In this article I will guide you through my thoughts on how to build a fuzzy search algorithm. A very practical use case of this algorithm is that we can use it to find alternative names for a brand saying ‘Amazon’ and we want it to return strings such as ‘AMZ’, ‘AMZN’ or ‘AMZN MKTP’.
The article follows an outline as the following:
- Fuzzy search with the FuzzyWuzzy
- Fuzzy search with the HMNI
- Fuzzy search with an integrated algorithm
- Return an alternative names table
FuzzyWuzzy is a great python library can be used to complete a fuzzy search job. Essentially it uses Levenshtein Distance to calculate the difference / distance between sequences.
According to the Wikipedia, the Levenshtein distance is a metric of evaluating the minimum number of single-character edits (insertions, deletions or substitutions) required to change one word into the other. This means that the evaluation metric within the FuzzyWuzzy can be very good at performing fuzzy search for the misspelled words and capturing the longest common subsequence between inputs.
But for some cases, for instance, the abbreviation of brand names, only knowing the difference on a character-level is probably not enough. It would also make sense to know the phonetic and semantic difference before return the most similar name matches.
Therefore, I would like to introduce another library called HMNI which can help us check the phonetic similarity between inputs but first let me build a sample dataset for a more proper test.
Starting with the FuzzyWuzzy library, to install it, we could run the following commands:
# Using PIP via PyPI
pip install fuzzywuzzy# Or the following to install python-Levenshtein too
pip install fuzzywuzzy[speedup]
Then we will continue to create a sample dataset for our test.
# Sample Dataset
df = pd.DataFrame(index =['AMAZON', 'Netflix', 'PayPal', 'Apple', 'Spotify', 'Apple', 'Facebook', 'Google', 'Starbucks'],
columns = ['AMZ', 'PP', 'FACEBK', 'SPTF*', 'APPL', 'STARBK', 'GG', 'Starbucks TORONTO', 'NFLIX'])# Print
df
We have the row indexes set as the full brand names and column names set as the potential abbreviations of these brands.
Now, we can define a function that takes two strings as input and returns a similarity score as output. In FuzzyWuzzy, we can use the function fuzz.ratio() to compute the similarity score between two inputs.
# Customized similarity function with FuzzyWuzzy
def similarity_fuzzy(word1, word2):score = fuzz.ratio(word1, word2)
d = score/100
return d
Now, we just need to implement the similarity_fuzzy function on each pair of the row index and column name to replace these NaN values with similarity scores.
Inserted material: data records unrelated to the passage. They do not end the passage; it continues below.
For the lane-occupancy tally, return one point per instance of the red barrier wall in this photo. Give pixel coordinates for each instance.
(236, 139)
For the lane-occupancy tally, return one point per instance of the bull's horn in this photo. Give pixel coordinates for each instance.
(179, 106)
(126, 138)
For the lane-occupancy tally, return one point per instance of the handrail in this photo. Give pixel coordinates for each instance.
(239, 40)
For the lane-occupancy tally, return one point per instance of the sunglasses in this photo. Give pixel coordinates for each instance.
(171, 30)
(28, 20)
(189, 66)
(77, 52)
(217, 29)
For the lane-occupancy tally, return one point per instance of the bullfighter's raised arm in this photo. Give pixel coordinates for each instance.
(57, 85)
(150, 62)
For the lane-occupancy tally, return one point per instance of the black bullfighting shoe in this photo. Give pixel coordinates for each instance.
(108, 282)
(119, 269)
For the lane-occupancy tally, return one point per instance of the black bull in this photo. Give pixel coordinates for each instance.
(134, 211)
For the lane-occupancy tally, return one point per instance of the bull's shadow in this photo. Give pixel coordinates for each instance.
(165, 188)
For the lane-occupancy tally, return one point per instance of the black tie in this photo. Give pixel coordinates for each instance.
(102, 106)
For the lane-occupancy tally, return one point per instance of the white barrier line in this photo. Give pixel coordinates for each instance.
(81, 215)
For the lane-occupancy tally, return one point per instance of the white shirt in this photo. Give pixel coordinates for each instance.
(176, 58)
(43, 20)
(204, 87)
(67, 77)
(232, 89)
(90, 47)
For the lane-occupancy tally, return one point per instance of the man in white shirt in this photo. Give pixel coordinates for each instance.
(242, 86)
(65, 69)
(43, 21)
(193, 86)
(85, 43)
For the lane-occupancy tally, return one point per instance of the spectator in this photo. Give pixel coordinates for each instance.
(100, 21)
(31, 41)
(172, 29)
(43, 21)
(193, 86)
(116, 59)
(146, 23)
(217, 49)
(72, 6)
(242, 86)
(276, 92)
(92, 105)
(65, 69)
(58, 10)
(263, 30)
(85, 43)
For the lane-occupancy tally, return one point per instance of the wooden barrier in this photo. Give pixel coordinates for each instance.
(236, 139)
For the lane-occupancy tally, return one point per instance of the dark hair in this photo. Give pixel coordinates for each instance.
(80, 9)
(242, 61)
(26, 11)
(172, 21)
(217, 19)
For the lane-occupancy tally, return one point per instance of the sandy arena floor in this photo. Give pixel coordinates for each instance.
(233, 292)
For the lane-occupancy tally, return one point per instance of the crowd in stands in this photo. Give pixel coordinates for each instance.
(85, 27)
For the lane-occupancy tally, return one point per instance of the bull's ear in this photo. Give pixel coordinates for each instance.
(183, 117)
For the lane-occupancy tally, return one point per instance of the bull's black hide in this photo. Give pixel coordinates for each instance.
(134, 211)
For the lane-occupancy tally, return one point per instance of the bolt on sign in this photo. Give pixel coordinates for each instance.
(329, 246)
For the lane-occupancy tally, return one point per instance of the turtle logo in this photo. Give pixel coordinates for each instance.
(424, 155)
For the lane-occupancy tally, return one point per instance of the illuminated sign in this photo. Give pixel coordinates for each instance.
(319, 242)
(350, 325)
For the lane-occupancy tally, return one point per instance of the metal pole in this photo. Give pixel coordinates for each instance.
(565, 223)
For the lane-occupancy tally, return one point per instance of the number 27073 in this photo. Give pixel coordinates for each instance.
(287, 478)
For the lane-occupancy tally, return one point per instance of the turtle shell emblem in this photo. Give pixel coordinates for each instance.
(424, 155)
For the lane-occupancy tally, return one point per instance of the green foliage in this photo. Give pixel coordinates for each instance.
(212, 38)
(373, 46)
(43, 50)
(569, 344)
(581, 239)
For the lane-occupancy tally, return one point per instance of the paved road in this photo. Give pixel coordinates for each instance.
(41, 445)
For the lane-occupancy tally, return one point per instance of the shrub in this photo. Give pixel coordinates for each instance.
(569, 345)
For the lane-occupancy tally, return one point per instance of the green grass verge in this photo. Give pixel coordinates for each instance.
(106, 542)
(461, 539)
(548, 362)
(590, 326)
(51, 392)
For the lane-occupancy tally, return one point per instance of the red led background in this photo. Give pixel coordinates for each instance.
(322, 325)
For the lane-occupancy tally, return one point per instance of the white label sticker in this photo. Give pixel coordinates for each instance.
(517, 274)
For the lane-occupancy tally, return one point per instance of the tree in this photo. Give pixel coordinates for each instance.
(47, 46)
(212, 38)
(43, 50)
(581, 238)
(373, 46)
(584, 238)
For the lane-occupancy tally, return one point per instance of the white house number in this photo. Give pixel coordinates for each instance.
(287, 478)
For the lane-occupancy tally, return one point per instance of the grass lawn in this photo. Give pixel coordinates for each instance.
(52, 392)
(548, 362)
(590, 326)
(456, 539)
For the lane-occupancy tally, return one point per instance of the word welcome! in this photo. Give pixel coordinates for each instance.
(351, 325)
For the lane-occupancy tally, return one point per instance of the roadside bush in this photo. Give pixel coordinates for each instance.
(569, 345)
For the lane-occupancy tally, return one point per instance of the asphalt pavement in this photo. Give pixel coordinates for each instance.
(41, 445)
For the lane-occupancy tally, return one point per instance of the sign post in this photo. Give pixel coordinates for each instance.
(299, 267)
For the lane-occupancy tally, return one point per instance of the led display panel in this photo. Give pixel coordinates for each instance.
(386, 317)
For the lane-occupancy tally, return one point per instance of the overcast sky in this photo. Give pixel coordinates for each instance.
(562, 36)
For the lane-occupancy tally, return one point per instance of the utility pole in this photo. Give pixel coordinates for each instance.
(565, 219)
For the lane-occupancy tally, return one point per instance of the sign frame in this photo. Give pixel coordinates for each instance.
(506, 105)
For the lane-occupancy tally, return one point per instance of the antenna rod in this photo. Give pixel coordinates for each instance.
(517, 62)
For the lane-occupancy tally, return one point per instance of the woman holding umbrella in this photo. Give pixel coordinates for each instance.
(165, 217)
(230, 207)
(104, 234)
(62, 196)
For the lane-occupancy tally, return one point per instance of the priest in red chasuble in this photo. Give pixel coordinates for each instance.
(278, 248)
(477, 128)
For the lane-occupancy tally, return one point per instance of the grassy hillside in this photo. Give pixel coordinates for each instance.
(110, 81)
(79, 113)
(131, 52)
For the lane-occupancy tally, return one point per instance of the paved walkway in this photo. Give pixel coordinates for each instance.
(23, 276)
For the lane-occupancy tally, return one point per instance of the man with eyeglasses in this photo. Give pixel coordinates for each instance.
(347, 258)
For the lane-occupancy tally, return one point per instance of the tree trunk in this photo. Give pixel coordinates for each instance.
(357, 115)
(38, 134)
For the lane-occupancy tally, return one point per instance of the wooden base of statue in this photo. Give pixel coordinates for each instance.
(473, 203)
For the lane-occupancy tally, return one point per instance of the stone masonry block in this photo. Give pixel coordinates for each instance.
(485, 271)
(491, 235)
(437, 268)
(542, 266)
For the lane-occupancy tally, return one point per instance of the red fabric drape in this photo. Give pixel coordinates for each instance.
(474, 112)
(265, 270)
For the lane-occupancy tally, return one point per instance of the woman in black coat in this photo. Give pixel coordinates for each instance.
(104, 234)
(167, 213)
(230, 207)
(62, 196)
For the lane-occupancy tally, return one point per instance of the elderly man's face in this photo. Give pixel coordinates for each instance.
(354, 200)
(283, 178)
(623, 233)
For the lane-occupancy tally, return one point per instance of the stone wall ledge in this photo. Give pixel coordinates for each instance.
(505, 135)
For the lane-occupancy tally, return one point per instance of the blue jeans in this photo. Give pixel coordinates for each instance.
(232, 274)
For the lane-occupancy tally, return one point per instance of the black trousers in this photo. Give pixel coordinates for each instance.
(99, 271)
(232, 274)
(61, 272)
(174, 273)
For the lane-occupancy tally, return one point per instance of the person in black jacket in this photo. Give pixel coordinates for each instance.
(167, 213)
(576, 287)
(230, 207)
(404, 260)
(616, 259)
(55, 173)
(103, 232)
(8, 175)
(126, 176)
from tqdm import tqdmfor i in tqdm(range(8)): # range in number of rowsfor j in range(9): # range in number of columns
df.loc[df.index[i], df.columns[j]] = similarity_fuzzy(str(df.index[i]), str(df.columns[j]))
df
As we can see, the FuzzyWuzzy doesn’t perform very well to find the correct abbreviations for the input brand names. The main reason I think it’s because the abbreviations have lost a lot of characters so the metrics of using Levenshtein distance is not the optimal solution for this case.
And this is the place I think a new perspective of computing phonetic similarity should be a great help!
Generally, HMNI is a library that follows the cognitive process of applying soft-logic to approximate the spelling and phonetic (sound) characteristics.
A great article to explore:
To test the fuzzy name matching performance with the HMNI, we may follow the same steps as for the FuzzyWuzzy.
To install the HMNI:
# Using PIP via PyPI
pip install hmni
To Initialize a Matcher Object:
import hmni
matcher = hmni.Matcher(model='latin')
To customize our similarity function:
def similarity_hmni(word1, word2):d = matcher.similarity(word1, word2)
return d
Then, we can test the similarity_hmni function on the same sample dataset to compare the performance.
The difference is very obvious between the FuzzyWuzzy and HMNI. HMNI seems to be better at finding the abbreviations for the brand inputs based on the potential phonetic characteristics.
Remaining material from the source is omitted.